Bill tosses the other coin a large number of times and counts the number of heads obtained. He correctly calculates a \(95\%\) confidence interval for the probability that when this coin is tossed, a head is obtained. This is calculated as [\(0.35199\), \(0.44801\)] where the end-points are correct to five significant figures.

Determine

  (i)     the number of times the coin was tossed;

  (ii)     the number of heads obtained.

(i)     \({{\rm{H}}_0}:p = 0.6\) ; \({{\rm{H}}_1}:p \ne 0.6\)     A1A1

(ii)     EITHER

using a normal approximation, \(p\)-value \( = 0.197\)     A2

Note: Award A1 for \(0.0984\).

the shopkeeper’s claim is supported     A1

because \(0.197 > 0.05\)     R1

OR

using binomial distribution, \(p\)-value \( = 0.221\)     A2

Note: Award A1 for \(0.110\).

the shopkeeper’s claim is supported     A1

because \(0.221 > 0.05\)     R1

Note: Follow through the candidate’s \(p\)-value for A1R1.

Note: Accept \(p\)-values correct to two significant figures.

[6 marks]

(i)     \(\hat p = \frac{{0.35199 + 0.44801}}{2} = 0.4\)     A1

width of CI \( = 3.92\sqrt {\frac{{0.4 \times 0.6}}{n}} \)    M1

\(3.92\sqrt {\frac{{0.4 \times 0.6}}{n}} = 0.44801 - 0.35199 = 0.096(02)\)     A1

solving,

\(n = {\left( {\frac{{3.92}}{{0.096(02)}}} \right)^2} \times 0.24\)     (M1)

\( = 400\)     A1

(ii)     \(x = n\widehat p = 400 \times 0.4 = 160\)     M1A1

[7 marks]

Part (a) was well answered in general, using the calculator either to carry out a significance test on proportions or to find the \(p\)-value directly using the binomial distribution.
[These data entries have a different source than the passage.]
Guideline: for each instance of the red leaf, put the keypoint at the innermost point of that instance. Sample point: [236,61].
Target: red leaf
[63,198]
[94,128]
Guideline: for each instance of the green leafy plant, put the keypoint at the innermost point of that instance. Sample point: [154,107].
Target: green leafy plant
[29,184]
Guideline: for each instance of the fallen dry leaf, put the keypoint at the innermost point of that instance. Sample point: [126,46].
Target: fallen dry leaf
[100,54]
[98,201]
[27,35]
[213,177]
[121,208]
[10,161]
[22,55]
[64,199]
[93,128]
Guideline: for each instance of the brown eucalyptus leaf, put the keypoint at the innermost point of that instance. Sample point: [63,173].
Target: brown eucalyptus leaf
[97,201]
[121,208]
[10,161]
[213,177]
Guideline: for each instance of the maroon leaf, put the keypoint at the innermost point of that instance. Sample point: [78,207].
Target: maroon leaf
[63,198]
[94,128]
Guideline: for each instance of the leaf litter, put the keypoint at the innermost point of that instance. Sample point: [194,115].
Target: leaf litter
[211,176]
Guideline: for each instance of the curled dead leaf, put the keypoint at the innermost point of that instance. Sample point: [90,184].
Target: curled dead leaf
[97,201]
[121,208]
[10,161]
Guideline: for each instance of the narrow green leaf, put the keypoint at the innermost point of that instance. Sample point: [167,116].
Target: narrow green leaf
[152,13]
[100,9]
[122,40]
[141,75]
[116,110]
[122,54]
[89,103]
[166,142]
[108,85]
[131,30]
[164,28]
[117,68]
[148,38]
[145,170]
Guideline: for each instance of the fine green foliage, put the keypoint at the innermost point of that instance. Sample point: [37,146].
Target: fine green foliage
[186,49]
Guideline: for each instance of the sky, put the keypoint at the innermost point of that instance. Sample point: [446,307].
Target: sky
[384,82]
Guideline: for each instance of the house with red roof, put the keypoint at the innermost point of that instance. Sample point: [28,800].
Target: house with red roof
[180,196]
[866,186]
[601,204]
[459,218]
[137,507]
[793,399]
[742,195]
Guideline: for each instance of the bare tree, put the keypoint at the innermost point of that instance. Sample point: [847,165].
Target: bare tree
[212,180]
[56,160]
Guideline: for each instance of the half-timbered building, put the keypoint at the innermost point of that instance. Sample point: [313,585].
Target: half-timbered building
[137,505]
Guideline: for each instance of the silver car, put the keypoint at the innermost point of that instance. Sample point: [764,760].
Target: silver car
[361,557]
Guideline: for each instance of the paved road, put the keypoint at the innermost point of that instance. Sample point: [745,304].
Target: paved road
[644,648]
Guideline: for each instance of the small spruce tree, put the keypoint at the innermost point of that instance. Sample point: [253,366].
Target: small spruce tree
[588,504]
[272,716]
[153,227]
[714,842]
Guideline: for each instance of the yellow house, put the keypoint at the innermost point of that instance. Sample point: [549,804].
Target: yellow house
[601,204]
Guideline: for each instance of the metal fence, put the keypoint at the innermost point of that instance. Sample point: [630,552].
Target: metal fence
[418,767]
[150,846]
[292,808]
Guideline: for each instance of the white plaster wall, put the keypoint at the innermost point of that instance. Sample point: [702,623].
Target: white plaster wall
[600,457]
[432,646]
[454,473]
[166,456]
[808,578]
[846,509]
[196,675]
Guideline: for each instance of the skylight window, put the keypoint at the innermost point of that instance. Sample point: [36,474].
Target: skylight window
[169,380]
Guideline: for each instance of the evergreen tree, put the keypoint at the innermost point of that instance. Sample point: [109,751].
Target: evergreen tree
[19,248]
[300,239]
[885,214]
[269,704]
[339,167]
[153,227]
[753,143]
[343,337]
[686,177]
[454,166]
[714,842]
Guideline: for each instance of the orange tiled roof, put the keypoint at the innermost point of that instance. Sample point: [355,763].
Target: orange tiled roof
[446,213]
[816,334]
Some candidates gave their conclusion in the form "Accept H₀", this was not accepted since the question asked whether or not the shopkeeper’s claim was supported and a direct answer to this question was required.

Part (b) caused problems for some candidates who were unsure how to proceed. Some candidates used a trial and error method which involved showing that \(\hat p = 0.4\) and then using their calculator to find the confidence interval for appropriate pairs of values for \(n\) and \(p\) until reaching \(400,160\). This was accepted as a valid method although it is not recommended as a general method since its success was based upon the value of \(n\) being one that would probably be tested.